ICA is a modern, cloud-based genomics platform designed for population-scale sequencing and multi-biobank meta-analysis. It provides secure data access and a highly scalable compute environment that supports high concurrency and low-latency job scheduling. The platform includes both DRAGEN secondary analysis workflows and population genomics pipelines, which accelerates the transformation of raw genomic data into meaningful insights. For example, the UK Biobank 500K joint-calling project ran on ICA, completing 934,000 analyses over 8.6 million CPU hours in just 86 days.

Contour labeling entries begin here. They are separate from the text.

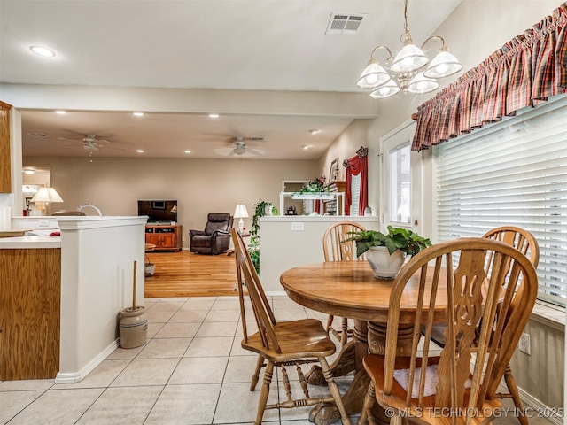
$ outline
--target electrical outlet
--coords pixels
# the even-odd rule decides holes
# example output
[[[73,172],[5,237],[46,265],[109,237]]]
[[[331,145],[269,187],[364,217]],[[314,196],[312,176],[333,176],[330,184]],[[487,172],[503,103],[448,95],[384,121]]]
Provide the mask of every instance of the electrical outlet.
[[[532,351],[530,350],[530,334],[526,334],[525,332],[522,333],[522,336],[520,336],[520,352],[525,352],[528,356],[532,354]]]
[[[303,222],[302,221],[291,222],[291,230],[303,230]]]

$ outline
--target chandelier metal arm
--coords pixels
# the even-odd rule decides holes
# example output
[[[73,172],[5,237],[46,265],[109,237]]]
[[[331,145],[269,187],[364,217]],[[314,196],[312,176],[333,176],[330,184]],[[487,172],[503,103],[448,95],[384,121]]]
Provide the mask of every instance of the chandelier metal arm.
[[[386,50],[388,50],[388,54],[390,55],[388,57],[388,58],[386,59],[386,63],[390,60],[390,59],[393,59],[393,55],[392,54],[392,51],[390,50],[390,49],[388,49],[386,46],[383,46],[382,44],[379,46],[376,46],[374,48],[374,50],[372,50],[372,52],[370,53],[370,60],[376,60],[376,58],[374,58],[374,53],[376,53],[379,49],[385,49]]]
[[[431,37],[429,37],[427,40],[425,40],[423,43],[422,43],[422,49],[423,49],[423,47],[425,47],[425,44],[427,43],[427,42],[429,42],[430,40],[441,40],[441,48],[439,49],[439,50],[441,51],[447,51],[448,50],[447,45],[445,44],[445,39],[443,37],[441,37],[440,35],[431,35]]]

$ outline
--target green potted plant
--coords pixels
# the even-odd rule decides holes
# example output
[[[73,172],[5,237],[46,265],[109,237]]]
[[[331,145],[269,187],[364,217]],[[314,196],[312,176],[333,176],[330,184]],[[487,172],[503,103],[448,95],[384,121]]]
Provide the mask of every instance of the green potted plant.
[[[343,242],[354,241],[356,255],[366,253],[374,277],[392,279],[404,263],[406,255],[413,256],[428,246],[429,238],[403,228],[388,226],[388,234],[377,230],[348,232],[353,236]]]
[[[252,262],[256,268],[256,273],[260,273],[260,236],[258,231],[260,230],[260,217],[268,215],[267,212],[270,211],[269,215],[279,215],[280,212],[277,208],[271,202],[262,201],[260,199],[254,204],[254,215],[252,217],[252,227],[250,228],[250,244],[248,245],[248,253]]]

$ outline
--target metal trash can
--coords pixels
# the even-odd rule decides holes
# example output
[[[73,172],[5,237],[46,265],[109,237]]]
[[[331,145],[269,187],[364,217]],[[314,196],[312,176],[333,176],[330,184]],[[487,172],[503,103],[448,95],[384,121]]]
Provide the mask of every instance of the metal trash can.
[[[128,307],[120,312],[120,347],[136,348],[144,345],[148,336],[148,318],[145,307]]]

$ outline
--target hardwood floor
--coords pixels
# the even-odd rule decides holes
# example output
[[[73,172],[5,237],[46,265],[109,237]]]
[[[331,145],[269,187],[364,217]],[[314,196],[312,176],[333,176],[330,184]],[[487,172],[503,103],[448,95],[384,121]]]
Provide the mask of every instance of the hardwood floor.
[[[234,256],[179,252],[148,252],[156,265],[145,278],[145,297],[210,297],[235,295],[237,271]],[[146,258],[146,262],[147,262]]]

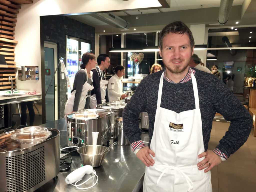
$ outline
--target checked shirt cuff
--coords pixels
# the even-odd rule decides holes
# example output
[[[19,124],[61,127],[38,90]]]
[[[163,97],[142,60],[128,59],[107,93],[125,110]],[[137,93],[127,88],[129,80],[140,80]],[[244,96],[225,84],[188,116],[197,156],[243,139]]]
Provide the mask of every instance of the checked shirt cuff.
[[[228,156],[221,152],[217,147],[216,147],[215,149],[212,150],[212,151],[220,156],[222,161],[226,161],[228,158]]]
[[[136,154],[140,149],[146,147],[144,143],[141,140],[135,141],[131,144],[132,150]]]

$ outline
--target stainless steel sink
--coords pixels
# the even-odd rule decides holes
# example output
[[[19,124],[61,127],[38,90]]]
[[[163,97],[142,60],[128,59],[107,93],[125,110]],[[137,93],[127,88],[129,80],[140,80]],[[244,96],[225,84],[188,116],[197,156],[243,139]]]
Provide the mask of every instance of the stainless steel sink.
[[[24,94],[8,94],[6,95],[0,95],[1,97],[14,97],[16,96],[20,96],[21,95],[24,95]]]

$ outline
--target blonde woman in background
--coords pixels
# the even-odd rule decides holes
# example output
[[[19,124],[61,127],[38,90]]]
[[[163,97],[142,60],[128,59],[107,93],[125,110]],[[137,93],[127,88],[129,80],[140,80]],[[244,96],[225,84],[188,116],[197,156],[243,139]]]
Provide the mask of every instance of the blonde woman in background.
[[[150,69],[150,74],[155,73],[157,71],[159,71],[162,70],[162,66],[161,65],[155,63],[152,66]]]

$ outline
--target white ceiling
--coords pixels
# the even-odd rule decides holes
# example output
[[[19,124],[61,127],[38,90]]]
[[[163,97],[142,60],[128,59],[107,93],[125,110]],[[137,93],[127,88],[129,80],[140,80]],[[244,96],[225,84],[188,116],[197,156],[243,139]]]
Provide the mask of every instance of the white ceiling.
[[[200,8],[215,7],[220,6],[220,0],[170,0],[170,7],[159,9],[149,9],[147,10],[148,14],[166,12],[168,11],[179,11]],[[234,0],[233,6],[241,5],[244,0]],[[159,9],[159,10],[158,10]],[[126,11],[125,13],[122,11],[114,12],[115,15],[121,17],[124,15],[133,15],[140,14],[146,14],[147,10]],[[142,13],[141,13],[141,12]],[[114,12],[113,12],[114,13]]]
[[[182,21],[189,25],[204,24],[209,27],[220,26],[217,23],[218,7],[221,0],[170,0],[170,7],[169,8],[145,8],[135,10],[124,9],[121,11],[110,12],[124,18],[130,23],[131,27],[127,32],[134,31],[133,29],[134,28],[136,28],[136,31],[161,30],[170,22],[170,20],[173,19]],[[128,0],[125,2],[130,2],[131,3],[133,1]],[[245,13],[241,18],[242,5],[244,1],[249,2],[249,5],[248,8],[245,9]],[[147,13],[147,15],[146,16],[145,14]],[[160,13],[161,12],[162,13]],[[234,0],[230,14],[232,15],[230,16],[229,20],[225,25],[232,26],[238,20],[240,22],[239,25],[255,25],[255,13],[256,0]],[[102,33],[103,30],[105,31],[104,33],[109,33],[112,31],[120,33],[124,32],[122,28],[117,27],[116,25],[104,19],[97,17],[93,13],[90,13],[68,16],[95,27],[96,33]],[[151,15],[152,15],[151,19]],[[139,18],[139,20],[135,18],[137,16]],[[147,19],[148,18],[147,24],[146,17]],[[155,23],[153,24],[153,20],[154,19],[155,20],[156,18],[157,22],[155,21]]]

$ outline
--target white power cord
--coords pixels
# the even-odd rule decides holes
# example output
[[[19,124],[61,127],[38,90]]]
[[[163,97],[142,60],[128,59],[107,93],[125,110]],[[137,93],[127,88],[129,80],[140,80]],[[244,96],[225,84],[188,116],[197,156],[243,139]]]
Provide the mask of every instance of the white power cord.
[[[82,190],[84,190],[85,189],[90,189],[90,188],[91,188],[93,187],[94,186],[95,186],[95,185],[96,185],[96,184],[97,184],[97,183],[98,182],[98,180],[99,179],[99,177],[98,177],[98,176],[96,174],[96,172],[94,170],[93,170],[93,171],[92,172],[92,173],[93,173],[94,174],[94,175],[93,175],[93,176],[92,176],[90,177],[89,179],[87,179],[87,180],[86,181],[85,181],[85,182],[83,182],[82,183],[81,183],[80,184],[79,184],[79,185],[77,185],[77,183],[79,181],[81,181],[81,180],[82,180],[82,179],[80,179],[79,180],[78,180],[76,182],[76,183],[75,183],[74,184],[72,184],[71,183],[71,185],[72,185],[73,186],[74,186],[75,187],[76,187],[76,188],[77,189],[82,189]],[[91,179],[92,178],[93,178],[94,177],[95,177],[95,176],[97,177],[97,180],[96,181],[96,182],[95,182],[95,183],[94,184],[93,184],[92,185],[92,186],[91,186],[90,187],[86,187],[86,188],[80,188],[80,187],[79,187],[78,186],[80,186],[80,185],[83,185],[83,184],[84,184],[84,183],[85,183],[86,182],[88,182],[88,181],[89,181],[90,179]]]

More recently, ICA has enabled joint analyses across multiple biobanks involving over 1.2 million genomes, demonstrating its scalability and global impact.


MC:

Looking ahead, how might Illumina’s informatics platforms evolve to handle not just bigger datasets, but also multi-omics integration (e.g., transcriptomics, proteomics and epigenomics) alongside genomics?


RM:

Beyond scaling for larger datasets, Illumina’s informatics platforms are expanding to support multiomics analysis through advanced pipelines for quality control, clustering and association testing. This includes the availability of industry standard tools like CellBender and Seurat for QC, clustering, and differential expression analysis. It also supports differential methylation analysis and epigenome-wide association studies, enabling researchers to explore complex regulatory mechanisms.


Looking forward, large multiomics datasets will play a critical role in training foundational models in biology. Illumina is investing in AI-driven capabilities to support this evolution, including hosting and developing foundational models as they become available. These advancements position the platform to accelerate discovery across genomics, transcriptomics, epigenomics and beyond.